Script 4: Group key phrases into subject clusters

With new website positioning tasks, key phrase analysis is at all times within the early phases. Generally we take care of hundreds of key phrases in a dataset, making grouping difficult. 

Python permits us to routinely cluster key phrases into comparable teams to determine development tendencies and full our key phrase mapping. 

How this script works

  • This script first imports a TXT file of key phrases (key phrases.txt).
  • Then the script analyzes the key phrases utilizing TfidfVectorizer and AffinityPropagation.
  • Then it assigns a numeric worth to every subject cluster.
  • The outcomes are then exported right into a csv file.

Get this script

import csv
import numpy as np
from sklearn.cluster import AffinityPropagation
from sklearn.feature_extraction.textual content import TfidfVectorizer

# Learn key phrases from textual content file
with open("key phrases.txt", "r") as f:
    key phrases = f.learn().splitlines()

# Create a Tf-idf illustration of the key phrases
vectorizer = TfidfVectorizer()
X = vectorizer.fit_transform(key phrases)

# Carry out Affinity Propagation clustering
af = AffinityPropagation().match(X)
cluster_centers_indices = af.cluster_centers_indices_
labels = af.labels_

# Get the variety of clusters discovered
n_clusters = len(cluster_centers_indices)

# Write the clusters to a csv file
with open("clusters.csv", "w", newline="") as f:
    author = csv.author(f)
    author.writerow(["Cluster", "Keyword"])
    for i in vary(n_clusters):
        cluster_keywords = [keywords[j] for j in vary(len(labels)) if labels[j] == i]
        if cluster_keywords:
            for key phrase in cluster_keywords:
                author.writerow([i, keyword])
            author.writerow([i, ""])

Script 5: Match key phrase checklist to a listing of predefined subjects

That is much like the earlier script, besides this lets you match a listing of key phrases to a predefined set of subjects. 

That is nice for big units of key phrases as a result of it processes them in batches of 1,000 to stop system crashes.

How this script works

  • This script imports a key phrase checklist (key phrases.txt) and a subjects checklist (subjects.txt).
  • Then it analyzes the subjects and key phrase lists and matches them to the closest match.
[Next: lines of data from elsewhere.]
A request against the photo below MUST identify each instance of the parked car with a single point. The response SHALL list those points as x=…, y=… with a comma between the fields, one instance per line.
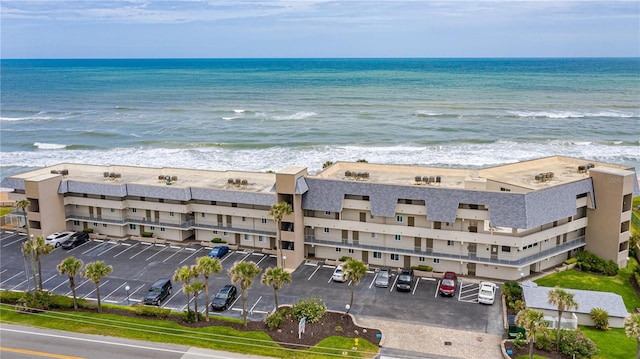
x=158, y=292
x=75, y=240
x=225, y=296
x=487, y=292
x=405, y=280
x=338, y=274
x=218, y=251
x=56, y=239
x=448, y=284
x=382, y=278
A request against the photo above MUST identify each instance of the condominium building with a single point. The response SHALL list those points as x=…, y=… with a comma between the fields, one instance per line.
x=499, y=222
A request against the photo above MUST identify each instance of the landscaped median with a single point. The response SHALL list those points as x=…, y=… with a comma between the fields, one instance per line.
x=218, y=337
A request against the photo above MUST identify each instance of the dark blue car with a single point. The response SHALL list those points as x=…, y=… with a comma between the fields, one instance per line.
x=218, y=251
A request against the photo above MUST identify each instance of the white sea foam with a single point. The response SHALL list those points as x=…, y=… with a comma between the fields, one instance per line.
x=49, y=146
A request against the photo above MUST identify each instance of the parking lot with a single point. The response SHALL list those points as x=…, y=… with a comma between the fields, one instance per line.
x=137, y=265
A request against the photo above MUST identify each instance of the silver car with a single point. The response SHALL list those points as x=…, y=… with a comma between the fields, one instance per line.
x=382, y=278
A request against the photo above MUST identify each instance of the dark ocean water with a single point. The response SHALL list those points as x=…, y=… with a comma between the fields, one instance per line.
x=265, y=114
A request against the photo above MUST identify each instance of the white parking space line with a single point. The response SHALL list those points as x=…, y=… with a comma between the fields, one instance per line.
x=171, y=256
x=142, y=251
x=194, y=253
x=126, y=249
x=158, y=252
x=114, y=245
x=314, y=272
x=101, y=284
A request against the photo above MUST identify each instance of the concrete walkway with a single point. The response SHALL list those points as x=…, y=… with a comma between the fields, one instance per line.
x=432, y=342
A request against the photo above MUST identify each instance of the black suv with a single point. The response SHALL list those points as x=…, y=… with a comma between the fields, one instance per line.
x=75, y=240
x=405, y=280
x=158, y=292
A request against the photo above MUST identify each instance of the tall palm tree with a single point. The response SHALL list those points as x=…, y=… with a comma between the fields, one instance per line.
x=277, y=211
x=632, y=329
x=244, y=272
x=95, y=271
x=185, y=274
x=24, y=204
x=196, y=289
x=36, y=248
x=532, y=321
x=207, y=266
x=354, y=270
x=71, y=267
x=564, y=301
x=275, y=277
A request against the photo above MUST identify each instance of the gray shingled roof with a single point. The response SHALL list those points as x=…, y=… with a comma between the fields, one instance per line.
x=536, y=297
x=506, y=209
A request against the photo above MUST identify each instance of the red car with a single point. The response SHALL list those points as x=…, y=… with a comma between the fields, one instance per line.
x=448, y=284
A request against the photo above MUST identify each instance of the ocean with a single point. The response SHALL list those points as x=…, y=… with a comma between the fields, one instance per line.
x=265, y=114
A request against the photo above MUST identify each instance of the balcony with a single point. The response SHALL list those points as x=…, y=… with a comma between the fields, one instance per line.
x=471, y=258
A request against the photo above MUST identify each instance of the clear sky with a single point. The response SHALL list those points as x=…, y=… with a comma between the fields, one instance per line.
x=318, y=28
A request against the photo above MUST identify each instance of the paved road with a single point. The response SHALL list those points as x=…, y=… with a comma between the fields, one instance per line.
x=20, y=342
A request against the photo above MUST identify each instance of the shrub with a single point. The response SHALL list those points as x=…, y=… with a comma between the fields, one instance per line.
x=423, y=267
x=311, y=308
x=151, y=311
x=600, y=318
x=574, y=342
x=275, y=319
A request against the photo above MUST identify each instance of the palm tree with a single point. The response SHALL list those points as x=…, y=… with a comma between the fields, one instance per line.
x=95, y=271
x=632, y=329
x=207, y=266
x=564, y=301
x=185, y=274
x=244, y=272
x=531, y=320
x=36, y=248
x=354, y=270
x=24, y=204
x=277, y=211
x=196, y=289
x=276, y=277
x=71, y=267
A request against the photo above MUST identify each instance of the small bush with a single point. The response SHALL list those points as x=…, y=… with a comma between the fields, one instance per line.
x=312, y=308
x=275, y=319
x=600, y=318
x=151, y=311
x=423, y=267
x=574, y=342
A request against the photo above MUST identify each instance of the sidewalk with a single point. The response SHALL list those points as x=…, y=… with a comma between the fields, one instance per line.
x=414, y=341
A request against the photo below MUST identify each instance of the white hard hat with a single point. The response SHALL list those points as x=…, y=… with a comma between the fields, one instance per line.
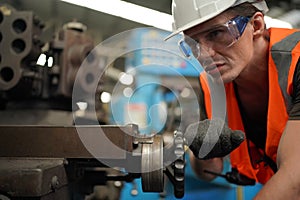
x=189, y=13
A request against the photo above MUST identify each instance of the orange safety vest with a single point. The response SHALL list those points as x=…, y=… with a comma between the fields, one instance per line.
x=284, y=54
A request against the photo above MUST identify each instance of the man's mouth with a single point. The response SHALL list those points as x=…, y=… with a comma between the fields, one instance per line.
x=213, y=68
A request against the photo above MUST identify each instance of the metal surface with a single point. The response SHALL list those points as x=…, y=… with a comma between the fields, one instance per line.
x=63, y=142
x=152, y=165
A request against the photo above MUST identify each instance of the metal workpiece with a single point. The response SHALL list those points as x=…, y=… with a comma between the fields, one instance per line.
x=63, y=141
x=152, y=165
x=52, y=162
x=24, y=177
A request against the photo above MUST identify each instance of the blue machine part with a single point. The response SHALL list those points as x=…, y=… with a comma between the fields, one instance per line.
x=154, y=60
x=160, y=57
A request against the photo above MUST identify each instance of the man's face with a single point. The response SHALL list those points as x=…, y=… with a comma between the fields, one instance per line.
x=219, y=53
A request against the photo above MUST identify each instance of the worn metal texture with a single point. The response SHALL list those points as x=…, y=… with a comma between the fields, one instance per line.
x=26, y=177
x=63, y=141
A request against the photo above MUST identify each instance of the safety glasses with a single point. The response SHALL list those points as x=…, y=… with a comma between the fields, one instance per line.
x=217, y=38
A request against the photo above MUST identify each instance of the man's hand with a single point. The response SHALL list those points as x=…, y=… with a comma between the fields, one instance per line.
x=212, y=138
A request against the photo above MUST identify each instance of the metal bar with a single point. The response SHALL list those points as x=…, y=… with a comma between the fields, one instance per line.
x=110, y=142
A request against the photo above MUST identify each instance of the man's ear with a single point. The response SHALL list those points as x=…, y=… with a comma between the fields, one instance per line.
x=258, y=24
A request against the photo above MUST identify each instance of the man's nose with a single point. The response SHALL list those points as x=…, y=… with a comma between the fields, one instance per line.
x=207, y=51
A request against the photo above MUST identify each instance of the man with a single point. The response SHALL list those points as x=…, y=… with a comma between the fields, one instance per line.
x=261, y=72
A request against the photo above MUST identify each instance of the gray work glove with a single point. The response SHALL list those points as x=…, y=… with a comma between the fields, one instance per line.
x=212, y=138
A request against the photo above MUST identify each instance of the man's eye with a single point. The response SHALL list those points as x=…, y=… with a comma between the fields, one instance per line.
x=215, y=34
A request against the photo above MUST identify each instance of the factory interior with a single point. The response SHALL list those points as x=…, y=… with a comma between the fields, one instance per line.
x=86, y=94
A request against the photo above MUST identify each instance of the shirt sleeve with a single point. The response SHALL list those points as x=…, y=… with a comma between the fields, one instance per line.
x=294, y=113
If it doesn’t discover a match, it categorizes it as different. 
  • The outcomes are then exported right into a CSV file.

Get this script

import pandas as pd
import spacy
from spacy.lang.en.stop_words import STOP_WORDS

# Load the Spacy English language mannequin
nlp = spacy.load("en_core_web_sm")

# Outline the batch dimension for key phrase evaluation

# Load the key phrases and subjects recordsdata as Pandas dataframes
keywords_df = pd.read_csv("key phrases.txt", header=None, names=["keyword"])
topics_df = pd.read_csv("subjects.txt", header=None, names=["topic"])
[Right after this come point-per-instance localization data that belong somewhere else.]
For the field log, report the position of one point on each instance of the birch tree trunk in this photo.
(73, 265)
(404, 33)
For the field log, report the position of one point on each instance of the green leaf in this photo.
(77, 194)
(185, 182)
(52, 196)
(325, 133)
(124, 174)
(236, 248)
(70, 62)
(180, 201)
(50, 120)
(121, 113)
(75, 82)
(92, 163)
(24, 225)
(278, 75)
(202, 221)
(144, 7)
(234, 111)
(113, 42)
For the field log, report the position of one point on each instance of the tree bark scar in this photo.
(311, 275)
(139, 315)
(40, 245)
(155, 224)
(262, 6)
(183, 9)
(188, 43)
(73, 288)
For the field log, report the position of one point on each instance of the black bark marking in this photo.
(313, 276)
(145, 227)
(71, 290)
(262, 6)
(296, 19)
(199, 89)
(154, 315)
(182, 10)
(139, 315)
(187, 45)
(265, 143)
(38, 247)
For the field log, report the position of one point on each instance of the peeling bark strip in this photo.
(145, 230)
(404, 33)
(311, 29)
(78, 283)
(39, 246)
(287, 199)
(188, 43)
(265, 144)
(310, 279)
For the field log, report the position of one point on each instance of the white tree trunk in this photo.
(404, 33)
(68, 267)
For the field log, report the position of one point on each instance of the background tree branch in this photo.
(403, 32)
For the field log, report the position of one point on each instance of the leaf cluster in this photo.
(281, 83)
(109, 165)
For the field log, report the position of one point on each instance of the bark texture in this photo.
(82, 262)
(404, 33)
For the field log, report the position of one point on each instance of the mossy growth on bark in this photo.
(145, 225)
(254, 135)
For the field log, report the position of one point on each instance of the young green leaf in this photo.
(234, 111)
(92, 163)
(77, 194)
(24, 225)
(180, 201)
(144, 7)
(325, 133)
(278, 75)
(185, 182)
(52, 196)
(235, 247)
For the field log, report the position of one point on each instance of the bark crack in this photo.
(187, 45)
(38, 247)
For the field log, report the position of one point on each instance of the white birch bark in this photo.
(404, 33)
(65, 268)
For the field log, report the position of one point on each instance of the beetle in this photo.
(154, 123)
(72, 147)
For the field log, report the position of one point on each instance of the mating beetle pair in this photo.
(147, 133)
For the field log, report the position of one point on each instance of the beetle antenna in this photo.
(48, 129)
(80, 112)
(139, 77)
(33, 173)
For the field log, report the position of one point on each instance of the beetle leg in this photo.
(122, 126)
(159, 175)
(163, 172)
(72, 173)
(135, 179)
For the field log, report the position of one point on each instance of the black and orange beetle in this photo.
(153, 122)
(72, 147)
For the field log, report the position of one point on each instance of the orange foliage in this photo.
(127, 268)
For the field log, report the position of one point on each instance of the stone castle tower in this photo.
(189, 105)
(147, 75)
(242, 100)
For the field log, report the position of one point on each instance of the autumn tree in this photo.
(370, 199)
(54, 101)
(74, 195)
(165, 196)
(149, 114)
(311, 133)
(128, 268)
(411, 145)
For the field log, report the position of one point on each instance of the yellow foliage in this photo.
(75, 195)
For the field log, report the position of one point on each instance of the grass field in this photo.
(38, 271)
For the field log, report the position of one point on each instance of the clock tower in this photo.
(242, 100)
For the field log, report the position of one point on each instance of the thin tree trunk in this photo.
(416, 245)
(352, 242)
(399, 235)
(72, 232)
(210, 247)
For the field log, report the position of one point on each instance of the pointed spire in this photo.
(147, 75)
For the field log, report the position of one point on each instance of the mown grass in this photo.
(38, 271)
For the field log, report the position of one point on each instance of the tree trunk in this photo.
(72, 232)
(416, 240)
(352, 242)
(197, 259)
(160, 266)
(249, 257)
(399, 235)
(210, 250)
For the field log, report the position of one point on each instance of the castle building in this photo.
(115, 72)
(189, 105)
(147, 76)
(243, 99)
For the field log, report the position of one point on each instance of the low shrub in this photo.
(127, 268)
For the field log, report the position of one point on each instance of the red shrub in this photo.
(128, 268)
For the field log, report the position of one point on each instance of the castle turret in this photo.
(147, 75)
# Outline a operate to categorize a key phrase based mostly on the closest associated subject
def categorize_keyword(key phrase):
    # Tokenize the key phrase
    tokens = nlp(key phrase.decrease())
    # Take away cease phrases and punctuation
    tokens = [token.text for token in tokens if not token.is_stop and not token.is_punct]
    # Discover the subject that has essentially the most token overlaps with the key phrase
    max_overlap = 0
    best_topic = "Different"
    for subject in topics_df["topic"]:
        topic_tokens = nlp(subject.decrease())
        topic_tokens = [token.text for token in topic_tokens if not token.is_stop and not token.is_punct]
        overlap = len(set(tokens).intersection(set(topic_tokens)))
        if overlap > max_overlap:
            max_overlap = overlap
            best_topic = subject
    return best_topic

# Outline a operate to course of a batch of key phrases and return the outcomes as a dataframe
def process_keyword_batch(keyword_batch):
    outcomes = []
    for key phrase in keyword_batch:
        class = categorize_keyword(key phrase)
        outcomes.append({"key phrase": key phrase, "class": class})
    return pd.DataFrame(outcomes)

# Initialize an empty dataframe to carry the outcomes
results_df = pd.DataFrame(columns=["keyword", "category"])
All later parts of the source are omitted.